“But I’m not alone.”
Sam nodded.
“That’s a start.”
Marcus held out his hand.
Sam took it.
This time, Marcus’s grip did not feel like a goodbye.
It felt like an agreement.
A promise passing from one hand to another.
Three weeks later, Everwind Café had more customers than Marcus could cook for alone.
The first few days were chaos.
Good chaos.
Exhausting chaos.
Coffee pots never rested.
Eggs vanished by the crate.
Tara got her better apron, deep blue with Everwind stitched across the front by a local woman who had heard the story from her brother, a driver.
Marcus hired two part-time cooks.
One was a retired school cafeteria worker named Jean who could stretch a pot of soup like a miracle.

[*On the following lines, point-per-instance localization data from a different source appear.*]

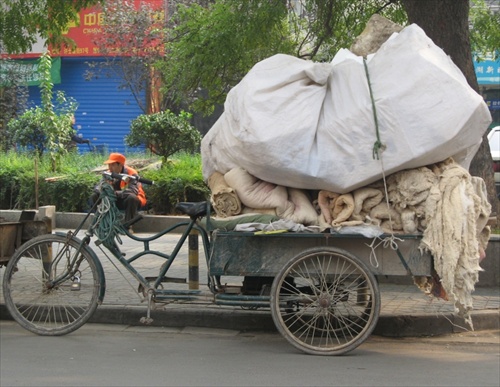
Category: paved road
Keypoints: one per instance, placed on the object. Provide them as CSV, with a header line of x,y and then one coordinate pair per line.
x,y
117,355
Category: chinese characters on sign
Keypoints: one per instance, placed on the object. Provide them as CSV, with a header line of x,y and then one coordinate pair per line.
x,y
487,72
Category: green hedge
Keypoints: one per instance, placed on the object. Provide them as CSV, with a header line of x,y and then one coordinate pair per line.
x,y
179,180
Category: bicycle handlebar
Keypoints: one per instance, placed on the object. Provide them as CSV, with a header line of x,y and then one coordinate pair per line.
x,y
123,176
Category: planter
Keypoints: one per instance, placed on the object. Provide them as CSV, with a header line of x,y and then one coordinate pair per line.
x,y
10,239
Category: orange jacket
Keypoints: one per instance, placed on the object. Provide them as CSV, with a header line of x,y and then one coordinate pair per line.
x,y
136,187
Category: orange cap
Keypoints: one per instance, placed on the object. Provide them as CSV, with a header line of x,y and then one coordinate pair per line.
x,y
115,158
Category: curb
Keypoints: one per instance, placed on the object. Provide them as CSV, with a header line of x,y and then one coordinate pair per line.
x,y
417,325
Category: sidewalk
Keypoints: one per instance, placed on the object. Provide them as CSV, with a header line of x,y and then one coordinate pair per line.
x,y
405,310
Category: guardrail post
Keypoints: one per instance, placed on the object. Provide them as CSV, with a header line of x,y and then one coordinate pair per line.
x,y
193,261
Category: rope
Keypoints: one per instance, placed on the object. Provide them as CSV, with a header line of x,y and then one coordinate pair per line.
x,y
378,146
108,221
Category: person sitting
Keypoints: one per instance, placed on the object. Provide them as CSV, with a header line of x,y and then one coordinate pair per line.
x,y
130,195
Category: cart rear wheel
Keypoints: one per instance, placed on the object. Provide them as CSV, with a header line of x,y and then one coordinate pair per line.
x,y
325,301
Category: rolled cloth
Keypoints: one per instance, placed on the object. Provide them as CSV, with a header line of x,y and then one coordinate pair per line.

The other was Caleb’s cousin, a quiet young man who wanted steady work and did not mind early mornings.
Drivers began calling ahead on the CB.
“Everwind, you got room for three hungry rigs?”
“Everwind, any pie today?”
“Everwind, tell Tara I’m still mad about that decaf joke.”
Tara always had an answer.
“Room if you park straight.”
“Pie if Marcus stops pretending he can hide it.”
“And decaf is not coffee, Henry. It is a warm apology.”
Laughter returned to the walls.
Not all at once.
But enough.
The bank deadline did not disappear.
Marcus still had meetings.
Still had paperwork.
Still had numbers that made his stomach tighten.
But the envelope from the drivers helped him catch up enough to breathe.
The new route agreements brought steady business.